A Twisted Root
Page 29
They know they are right. And no school rebel arrives out of nowhere to pose a challenge to the system, or disrupt the decorum of highly regulated corridors and classrooms. They are all good girls at Mount St Michael’s. They are silent at times when silence is enjoined on them, and meekly proceed in crocodile formation to wherever they’re summoned by a ringing bell. My mother in particular conforms to the school code and sails through the whole five- or six-year course. ... Move forward thirty-odd years, and you find the same is not true of her only daughter whose career as a Dominican schoolgirl in Belfast can be summed up in a storybook title complete with exclamation mark, Expelled! But that’s a generation closer to the inevitable undoing of the convent system, and an event which in some ways prefigures the last gasp of nunly autocracy. My mother shows no comparable tendency to look for trouble – at least, until she suddenly throws caution to the winds and marries a Protestant (albeit a convertible Protestant). Ah – you can hear the Sisters of Mercy sigh – here comes an infusion of bad blood; and so it is proved, with regard to the daughter of the marriage. But Nora still has quite a way to go before this impulse of exogamy overtakes her.
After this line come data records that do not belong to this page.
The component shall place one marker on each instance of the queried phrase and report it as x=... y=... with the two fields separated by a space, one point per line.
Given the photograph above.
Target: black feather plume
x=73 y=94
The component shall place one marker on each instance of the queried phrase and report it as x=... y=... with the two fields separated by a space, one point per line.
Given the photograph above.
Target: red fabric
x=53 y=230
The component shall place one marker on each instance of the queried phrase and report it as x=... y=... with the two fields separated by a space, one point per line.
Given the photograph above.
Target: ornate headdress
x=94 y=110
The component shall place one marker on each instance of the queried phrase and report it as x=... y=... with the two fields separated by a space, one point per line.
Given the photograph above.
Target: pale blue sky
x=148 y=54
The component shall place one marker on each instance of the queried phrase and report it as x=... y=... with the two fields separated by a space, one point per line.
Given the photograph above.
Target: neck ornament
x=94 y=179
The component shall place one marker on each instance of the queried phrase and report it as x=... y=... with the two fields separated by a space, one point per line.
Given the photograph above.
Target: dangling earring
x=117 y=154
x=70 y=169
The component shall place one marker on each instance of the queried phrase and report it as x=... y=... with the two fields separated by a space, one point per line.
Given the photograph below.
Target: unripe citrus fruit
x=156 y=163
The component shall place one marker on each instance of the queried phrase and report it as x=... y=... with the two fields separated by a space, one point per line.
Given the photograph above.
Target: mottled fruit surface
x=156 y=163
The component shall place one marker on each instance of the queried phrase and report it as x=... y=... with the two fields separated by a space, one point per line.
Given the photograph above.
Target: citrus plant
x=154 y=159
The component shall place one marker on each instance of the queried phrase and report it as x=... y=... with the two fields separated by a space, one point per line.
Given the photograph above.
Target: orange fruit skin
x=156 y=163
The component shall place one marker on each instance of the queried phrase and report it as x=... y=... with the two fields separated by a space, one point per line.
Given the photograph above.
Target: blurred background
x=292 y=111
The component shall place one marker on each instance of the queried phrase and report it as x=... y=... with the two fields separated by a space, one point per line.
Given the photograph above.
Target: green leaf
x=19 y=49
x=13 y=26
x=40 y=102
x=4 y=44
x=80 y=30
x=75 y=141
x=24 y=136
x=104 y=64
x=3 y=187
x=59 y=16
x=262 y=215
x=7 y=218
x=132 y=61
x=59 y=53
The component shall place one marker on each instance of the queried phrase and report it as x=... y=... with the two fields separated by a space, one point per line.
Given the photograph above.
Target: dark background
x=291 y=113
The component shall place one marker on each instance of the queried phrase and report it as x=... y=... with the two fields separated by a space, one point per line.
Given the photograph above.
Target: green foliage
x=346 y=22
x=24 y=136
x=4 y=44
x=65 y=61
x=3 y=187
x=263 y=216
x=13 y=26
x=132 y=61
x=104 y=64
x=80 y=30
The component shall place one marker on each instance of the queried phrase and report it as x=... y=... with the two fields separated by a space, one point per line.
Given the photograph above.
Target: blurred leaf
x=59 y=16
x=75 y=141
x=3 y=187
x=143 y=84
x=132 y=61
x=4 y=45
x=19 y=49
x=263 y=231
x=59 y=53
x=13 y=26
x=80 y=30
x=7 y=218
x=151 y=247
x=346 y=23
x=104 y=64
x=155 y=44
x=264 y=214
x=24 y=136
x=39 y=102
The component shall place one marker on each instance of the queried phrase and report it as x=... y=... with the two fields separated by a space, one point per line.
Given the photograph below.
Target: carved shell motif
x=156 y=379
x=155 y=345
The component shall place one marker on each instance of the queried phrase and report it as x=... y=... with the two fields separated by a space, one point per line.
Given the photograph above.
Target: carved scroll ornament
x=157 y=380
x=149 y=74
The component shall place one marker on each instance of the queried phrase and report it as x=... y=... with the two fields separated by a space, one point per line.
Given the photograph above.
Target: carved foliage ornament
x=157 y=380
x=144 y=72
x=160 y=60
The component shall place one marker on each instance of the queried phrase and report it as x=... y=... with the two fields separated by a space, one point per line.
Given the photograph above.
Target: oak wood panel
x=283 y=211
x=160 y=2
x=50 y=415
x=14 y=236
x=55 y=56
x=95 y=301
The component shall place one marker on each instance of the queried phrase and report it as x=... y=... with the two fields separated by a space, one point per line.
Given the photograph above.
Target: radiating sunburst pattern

She has a whole university course to get through. Her amazing progress doesn’t stop at Mount St Michael’s. Queen’s beckons, though not without an obstacle or two along the way. First come the dreaded maths papers – scraped through, with a sigh of relief. Then, having moved from Edward Street to North Street in Lurgan (some time after Lily’s death), my grandmother – as I’ve said – for some reason gathers up her family and sweeps them north to Belfast, to a dingy house in a street off the Stranmillis Road called Sandhurst Gardens, one of a group collectively known as the River Streets. The phrase ‘damp Lagan fogs’ comes to mind, again, courtesy of Maurice James Craig5 and his poem imploring the Lord to be kind to Belfast. These Stranmillis streets slope down to the Lagan and consist of small terraced red-brick houses with miniscule gardens in front and back yards running along an alleyway behind. Indeed the new habitation is very convenient for Queen’s University once Nora gets there; but first comes her final year at school and an arduous train journey every morning from Great Victoria Street station all the way to Lurgan, and back again in the afternoon. (I don’t think boarding was an option for her, and neither was a change of school at this late stage.) Some pressing reason must have underlain the leaving of Lurgan, no doubt about it, but what it was I have no idea. The two families, as I’ve said, the David Bradys and the William Bradys, decamped southwards and northwards at the same time. It didn’t have a beneficial effect on Nora’s school career, but neither did it knock her off-course entirely. More work, more adjustment, greater concentration, that’s all there is to it. She sits her Senior Certificate examination, passes it, and is accepted by Queen’s.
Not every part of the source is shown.